While there is no direct evidence supporting any continuing financial entanglements between Justice Thomas and Monsanto, there are several indirect connections which further increase the conflict when Thomas decides a case involving Monsanto (these connections are interesting but unnecessary, as the simple fact that he worked there is enough of a conflict to necessitate recusal).

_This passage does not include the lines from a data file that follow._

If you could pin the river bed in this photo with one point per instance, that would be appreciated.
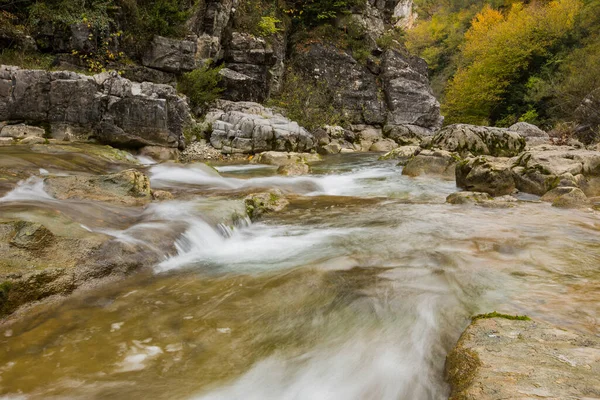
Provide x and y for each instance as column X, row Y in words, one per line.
column 357, row 290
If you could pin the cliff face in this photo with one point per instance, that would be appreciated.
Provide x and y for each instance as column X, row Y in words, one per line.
column 354, row 66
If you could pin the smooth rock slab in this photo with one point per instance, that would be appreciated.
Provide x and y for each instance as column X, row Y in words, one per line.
column 499, row 358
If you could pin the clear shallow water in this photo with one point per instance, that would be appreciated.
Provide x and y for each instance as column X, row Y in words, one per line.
column 356, row 291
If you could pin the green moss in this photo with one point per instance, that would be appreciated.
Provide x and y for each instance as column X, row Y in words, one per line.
column 498, row 315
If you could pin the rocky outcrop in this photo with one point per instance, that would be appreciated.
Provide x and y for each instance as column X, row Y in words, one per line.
column 432, row 162
column 129, row 187
column 499, row 358
column 479, row 140
column 250, row 128
column 486, row 174
column 107, row 107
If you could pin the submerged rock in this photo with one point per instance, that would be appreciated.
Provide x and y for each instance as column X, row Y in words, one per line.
column 567, row 197
column 498, row 358
column 129, row 187
column 432, row 162
column 279, row 158
column 260, row 204
column 479, row 140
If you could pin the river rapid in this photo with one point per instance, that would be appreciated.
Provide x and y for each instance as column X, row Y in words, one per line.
column 356, row 291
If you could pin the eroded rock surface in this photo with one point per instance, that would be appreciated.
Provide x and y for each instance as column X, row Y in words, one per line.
column 499, row 358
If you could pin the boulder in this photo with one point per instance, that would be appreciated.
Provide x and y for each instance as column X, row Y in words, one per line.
column 499, row 358
column 294, row 169
column 30, row 236
column 479, row 140
column 409, row 99
column 432, row 162
column 112, row 109
column 468, row 198
column 250, row 128
column 402, row 154
column 260, row 204
column 21, row 131
column 486, row 174
column 567, row 197
column 171, row 55
column 129, row 187
column 281, row 158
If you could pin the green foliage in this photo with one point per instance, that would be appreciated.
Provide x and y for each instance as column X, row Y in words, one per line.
column 201, row 85
column 307, row 102
column 498, row 315
column 268, row 26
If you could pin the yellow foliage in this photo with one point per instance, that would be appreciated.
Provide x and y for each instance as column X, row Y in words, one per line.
column 497, row 49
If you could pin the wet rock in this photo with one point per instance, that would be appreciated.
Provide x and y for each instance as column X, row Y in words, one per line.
column 567, row 197
column 479, row 140
column 162, row 195
column 294, row 169
column 468, row 198
column 402, row 154
column 31, row 236
column 250, row 128
column 486, row 174
column 383, row 145
column 32, row 140
column 159, row 153
column 129, row 187
column 498, row 358
column 260, row 204
column 432, row 162
column 21, row 131
column 281, row 158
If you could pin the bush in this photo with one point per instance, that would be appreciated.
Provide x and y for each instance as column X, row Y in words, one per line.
column 307, row 102
column 201, row 86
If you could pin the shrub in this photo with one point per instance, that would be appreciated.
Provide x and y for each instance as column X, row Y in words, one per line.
column 201, row 86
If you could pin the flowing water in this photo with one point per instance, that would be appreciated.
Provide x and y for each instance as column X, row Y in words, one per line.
column 356, row 291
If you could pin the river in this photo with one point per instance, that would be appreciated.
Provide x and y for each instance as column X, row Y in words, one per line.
column 356, row 291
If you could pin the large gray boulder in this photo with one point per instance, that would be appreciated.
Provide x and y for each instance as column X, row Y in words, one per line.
column 108, row 107
column 479, row 140
column 171, row 55
column 500, row 358
column 250, row 128
column 409, row 98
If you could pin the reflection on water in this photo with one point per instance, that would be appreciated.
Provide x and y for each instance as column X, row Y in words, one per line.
column 356, row 291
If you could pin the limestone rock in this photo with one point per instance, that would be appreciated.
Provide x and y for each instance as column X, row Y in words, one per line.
column 479, row 140
column 114, row 110
column 257, row 129
column 432, row 162
column 129, row 187
column 468, row 198
column 486, row 174
column 402, row 154
column 21, row 131
column 31, row 236
column 499, row 358
column 293, row 169
column 260, row 204
column 567, row 197
column 408, row 95
column 281, row 158
column 171, row 55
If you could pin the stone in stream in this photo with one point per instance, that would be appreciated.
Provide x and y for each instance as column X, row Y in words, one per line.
column 499, row 358
column 432, row 162
column 567, row 197
column 264, row 203
column 129, row 187
column 479, row 140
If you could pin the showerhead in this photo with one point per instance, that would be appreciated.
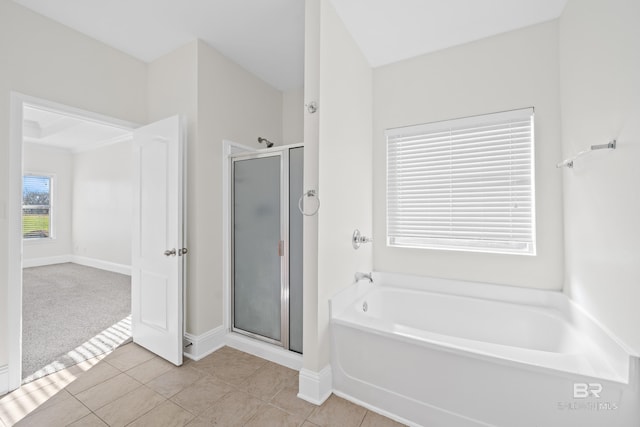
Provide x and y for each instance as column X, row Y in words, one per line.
column 266, row 141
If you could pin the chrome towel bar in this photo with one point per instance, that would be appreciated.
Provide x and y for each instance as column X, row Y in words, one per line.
column 569, row 162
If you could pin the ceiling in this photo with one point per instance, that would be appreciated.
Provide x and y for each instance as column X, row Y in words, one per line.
column 266, row 37
column 69, row 133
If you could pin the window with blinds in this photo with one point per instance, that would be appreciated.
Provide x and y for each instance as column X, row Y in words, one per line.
column 36, row 207
column 464, row 184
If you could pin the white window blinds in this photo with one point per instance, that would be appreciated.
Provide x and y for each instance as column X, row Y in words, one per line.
column 463, row 184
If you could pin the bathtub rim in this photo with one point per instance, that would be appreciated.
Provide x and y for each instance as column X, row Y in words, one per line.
column 618, row 356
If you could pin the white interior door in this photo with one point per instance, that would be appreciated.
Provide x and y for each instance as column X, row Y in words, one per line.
column 158, row 245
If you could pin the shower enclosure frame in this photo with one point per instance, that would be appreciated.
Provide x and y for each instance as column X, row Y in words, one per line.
column 282, row 152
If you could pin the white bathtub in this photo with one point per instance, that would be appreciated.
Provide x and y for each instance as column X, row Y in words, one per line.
column 433, row 352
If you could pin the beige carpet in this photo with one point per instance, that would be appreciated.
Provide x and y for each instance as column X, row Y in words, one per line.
column 71, row 313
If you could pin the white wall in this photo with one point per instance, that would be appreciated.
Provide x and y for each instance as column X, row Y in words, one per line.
column 509, row 71
column 344, row 158
column 221, row 101
column 600, row 65
column 103, row 203
column 39, row 159
column 293, row 116
column 234, row 105
column 42, row 58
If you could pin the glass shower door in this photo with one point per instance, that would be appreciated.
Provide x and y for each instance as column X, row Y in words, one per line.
column 257, row 246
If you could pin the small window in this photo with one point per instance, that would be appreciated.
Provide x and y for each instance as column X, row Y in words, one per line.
column 464, row 184
column 36, row 207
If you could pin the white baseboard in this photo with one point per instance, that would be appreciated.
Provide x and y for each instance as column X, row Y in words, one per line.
column 315, row 387
column 4, row 379
column 204, row 344
column 200, row 346
column 39, row 262
column 264, row 350
column 102, row 265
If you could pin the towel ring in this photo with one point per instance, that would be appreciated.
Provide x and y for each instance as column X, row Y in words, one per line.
column 310, row 193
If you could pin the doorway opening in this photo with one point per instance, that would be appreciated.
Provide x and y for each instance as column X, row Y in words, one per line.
column 69, row 288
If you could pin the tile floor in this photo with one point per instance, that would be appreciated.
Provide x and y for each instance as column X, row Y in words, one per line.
column 133, row 387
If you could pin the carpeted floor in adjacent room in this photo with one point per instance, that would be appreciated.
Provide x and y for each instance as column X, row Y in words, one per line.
column 71, row 313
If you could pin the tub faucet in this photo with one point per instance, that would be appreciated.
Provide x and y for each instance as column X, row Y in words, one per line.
column 360, row 276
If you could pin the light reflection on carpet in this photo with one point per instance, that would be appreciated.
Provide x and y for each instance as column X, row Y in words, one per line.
column 105, row 342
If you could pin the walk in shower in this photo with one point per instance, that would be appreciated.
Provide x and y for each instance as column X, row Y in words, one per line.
column 266, row 246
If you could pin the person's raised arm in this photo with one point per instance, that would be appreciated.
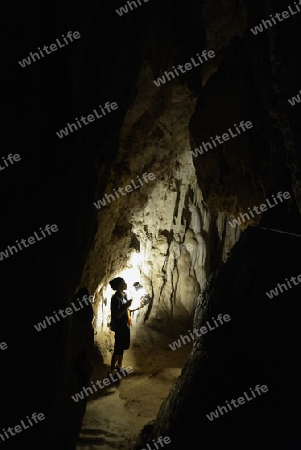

Over the past few years, Justice Thomas has taken numerous expensive gifts and social engagements from groups which are extremely pro-agribusiness. In particular, Thomas’s acceptance of a $15,000 “gift” from the American Enterprise Institute and his speaking engagements in front of the Federalist Society present a conflict in regard to his deciding GMO cases. Both AEI and the Federalist Society consider themselves conservative “free-market” think-tanks, and have been virulently against increased regulations on GMO producers. As such, Thomas’s involvement with these groups creates a pressure for him to rule in favor of corporate interests—after all, if he were to vote against GMO producers, it is likely that he would no longer receive the money of AEI or the prestige of speaking in front of the Federalist Society.
Long story short, Supreme Court Justice Clarence Thomas is irreparably entangled with Monsanto—both in his past employment and his current affiliations—and he should automatically recuse himself if Monsanto has any involvement in a case. Unfortunately, Thomas has demonstrated a shocking lack of judicial ethics—he has taken numerous “gifts” from people with interests in his court, “forgot” to report his wife’s lobbying income for years, and has refused to recuse himself from cases, even when there were glaring conflicts of interest—and it doesn’t appear as though this will change any time soon. If he were on any other court in the land, Thomas’s ethical violations would have resulted in his removal from the bench, but the fact that he is a Supreme Court justice virtually immunizes him from oversight.
For the immediate future, it appears that Monsanto has at least one friend on the Supreme Court who will put aside judicial ethics in order rule in its favor.